She had a dream that he went too far.
Number Five had been talking for days about pushing himself further. Father was refusing to let him try time travelling yet, but Five was convinced he was ready to go for it. He told her that as they separated into their rooms for the night.
“I’m stronger than he thinks I am,” he insisted to her, cutting off her goodnight.
“I know you are,” she told him instead, wanting to be supportive in a way no one else ever was. Besides, she thought, it wasn’t like she was lying.
But when she closed her eyes a few minutes later, she saw him losing it over breakfast, banging his hands on the table and leaving the house, ignoring Father’s call to come back. She saw him flashing himself forward and forward in time, until everything was dust and ashes around him and he found four dead bodies buried in the rubble. She saw him get older, alone. She saw him kill for his life. She saw him come back. She saw him try, in vain, to save the world.
She woke up gasping for air, thinking only that she had to stop him.
When Number Five almost walked right into her when she left her room in the morning, she pulled him aside before he could walk past her.
“I need you to promise me you won’t try to time travel until Father thinks you’re ready.”
She could see the protests on his lips, but she stopped him before he could utter them.
“I’m not saying you aren’t ready to time travel, because I know you are. I know how strong you are. I just don’t want you going so far that you can’t come back.”
“No, you won’t. Because you aren’t going to try.”
He was glaring at her then, but she let the tears flood her eyes.
“Please, Five. Promise me you won’t leave me. Promise you won’t time travel until you know you’ll be able to come back.”
Number Five’s eyes widened when he saw the tears spill out of hers. Then, unbelievably, he was agreeing. “Okay, Seven. I promise. Just don’t cry, okay?”
She nodded shakily, and they waited for the puffiness in her eyes to deflate before they went down for breakfast together.
Father yelled at them for being late, but when they made it through breakfast without Number Five disappearing, Number Seven decided she’d take as many lashes as Father doled out, as long as she kept her brother home.
On their thirteenth birthday, when Grace ( Mom, she always had to correct herself. She wants us to call her mom.) decided to give them names instead of numbers, Five was there to receive his. He became Quentin, and Seven ( No, it was Vanya now. She had a name now too.) wasn’t religious, but she still whispered a thanks to whoever was listening that he wouldn’t end up seventeen years in the future, over fifty years old and still without a name.
It was five years before she had another dream like that.
They were fifteen then, and she was lonely and scared and missing her siblings more than anything, but fighting crime was keeping them all more busy than she could ever hope to be, and the few tired smiles she received when she quietly helped them in mundane ways was worth all of the solitary violin practices in the world. She had Quentin, anyway, who for some reason still insisted she was special, and Ben and Klaus were kind and welcoming more often than not. So what if Allison and Luther were ignoring her more and more every day, or if Diego started viewing her more as a liability than as his sister that he loved and wanted to protect?
But then she went to sleep one night in the middle of spring and watched Ben get hit by a crane, sending him flying through the air, the monster in his chest not enough to save him from the rebar that speared him through the stomach when he landed.
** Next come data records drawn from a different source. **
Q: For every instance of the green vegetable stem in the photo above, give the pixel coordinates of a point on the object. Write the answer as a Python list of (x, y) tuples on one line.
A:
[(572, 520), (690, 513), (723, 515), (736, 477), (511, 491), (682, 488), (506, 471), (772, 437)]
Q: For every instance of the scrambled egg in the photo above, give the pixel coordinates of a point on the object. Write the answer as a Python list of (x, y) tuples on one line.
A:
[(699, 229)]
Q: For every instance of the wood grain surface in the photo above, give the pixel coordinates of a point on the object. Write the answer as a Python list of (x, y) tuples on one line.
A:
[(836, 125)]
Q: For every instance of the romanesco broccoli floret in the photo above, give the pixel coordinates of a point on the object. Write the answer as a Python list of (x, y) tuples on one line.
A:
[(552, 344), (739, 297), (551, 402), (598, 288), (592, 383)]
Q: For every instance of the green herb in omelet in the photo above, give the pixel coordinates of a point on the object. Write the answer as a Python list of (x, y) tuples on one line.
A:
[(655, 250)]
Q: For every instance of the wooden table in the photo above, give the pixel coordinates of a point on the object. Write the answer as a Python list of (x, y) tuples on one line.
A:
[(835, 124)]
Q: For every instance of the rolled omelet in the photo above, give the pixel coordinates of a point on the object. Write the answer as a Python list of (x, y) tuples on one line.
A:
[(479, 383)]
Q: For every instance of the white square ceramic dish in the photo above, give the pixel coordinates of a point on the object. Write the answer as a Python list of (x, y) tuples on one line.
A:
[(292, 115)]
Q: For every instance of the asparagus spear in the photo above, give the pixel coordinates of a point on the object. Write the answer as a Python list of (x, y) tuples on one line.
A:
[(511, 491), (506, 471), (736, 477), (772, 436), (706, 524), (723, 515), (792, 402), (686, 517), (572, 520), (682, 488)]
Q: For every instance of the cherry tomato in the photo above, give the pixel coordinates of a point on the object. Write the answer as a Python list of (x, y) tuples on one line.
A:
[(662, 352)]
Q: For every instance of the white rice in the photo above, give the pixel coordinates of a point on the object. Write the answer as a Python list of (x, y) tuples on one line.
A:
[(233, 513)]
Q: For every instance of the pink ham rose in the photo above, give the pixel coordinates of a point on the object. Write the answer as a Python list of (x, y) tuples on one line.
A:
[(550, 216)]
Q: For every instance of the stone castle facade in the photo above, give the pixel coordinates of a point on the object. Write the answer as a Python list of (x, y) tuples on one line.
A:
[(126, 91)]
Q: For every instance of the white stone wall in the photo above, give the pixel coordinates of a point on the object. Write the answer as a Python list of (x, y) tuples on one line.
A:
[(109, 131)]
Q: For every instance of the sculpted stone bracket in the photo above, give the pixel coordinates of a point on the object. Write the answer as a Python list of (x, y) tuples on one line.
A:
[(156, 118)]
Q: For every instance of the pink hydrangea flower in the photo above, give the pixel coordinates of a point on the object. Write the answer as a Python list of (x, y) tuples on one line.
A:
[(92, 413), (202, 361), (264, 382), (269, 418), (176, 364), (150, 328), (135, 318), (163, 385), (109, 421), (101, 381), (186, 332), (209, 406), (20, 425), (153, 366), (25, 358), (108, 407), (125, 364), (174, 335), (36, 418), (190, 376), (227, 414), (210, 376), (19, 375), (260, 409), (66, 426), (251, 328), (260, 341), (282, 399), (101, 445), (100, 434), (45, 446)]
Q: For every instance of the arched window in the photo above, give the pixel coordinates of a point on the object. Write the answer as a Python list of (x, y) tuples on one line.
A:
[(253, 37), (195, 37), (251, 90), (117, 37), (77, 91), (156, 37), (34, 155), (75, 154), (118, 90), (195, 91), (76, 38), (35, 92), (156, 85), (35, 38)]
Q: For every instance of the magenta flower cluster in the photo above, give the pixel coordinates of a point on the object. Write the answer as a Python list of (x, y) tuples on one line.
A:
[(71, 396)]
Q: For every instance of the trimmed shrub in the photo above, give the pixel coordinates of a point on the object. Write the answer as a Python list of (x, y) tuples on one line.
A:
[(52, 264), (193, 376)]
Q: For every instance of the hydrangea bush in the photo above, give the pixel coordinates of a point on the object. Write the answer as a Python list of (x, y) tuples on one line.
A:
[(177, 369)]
She saw a funeral on a rainy day, and Klaus’s eyes fogged over by all the alcohol he’d had to drink to stop himself from seeing his brother’s ghost. She saw her siblings look accusingly at her, and heard more than one of them tell her that it wasn’t fair that she, unimportant, ordinary Vanya was still alive while Ben, sweet, charismatic, special Ben, was turned to ashes and immortalized in a metal statue. She watched her family fall apart as everyone blamed themselves for a death they couldn’t stop, watched as Klaus finally lost his mind to the addictions that had been trying to claim him since they were thirteen, only to lose in the face of stalwart Number Six. She watched her family die to a falling moon and faint violin music, as she laughed at the knowledge that it wouldn’t have happened if she’d died instead of him.
There were tears streaming down her face when she awoke, gasping once again for air that refused to come, unable to remove the image of her brother’s mangled body from her mind. It took her an hour to calm down again, and she missed breakfast in her desperation not to let her family see her unhinged by visions too real to be dreams.
She was on her way to the library to find sheet music for her morning violin practice when the alarm blared, calling the Umbrella Academy to action.
Father stood with her up on the scaffolding overlooking the battle, and ignored her as she choked on her breaths, the scene too familiar for comfort. Ben was so close, too close to the crane, and she wasn’t sure of what happened next, only of the desperation to save him and the pain as he ended up flat on the ground beneath her when the crane’s arm swung his way.
Then she was looking up at Quentin as he pleaded with her to stay awake.
“Dun worry…” she slurred, darkness crowding her vision like a swarm of ants was crawling in her eyes. “‘S be’er ‘is way…”
And despite all of her siblings joining in the fight to keep her awake, the ants won, and she slept.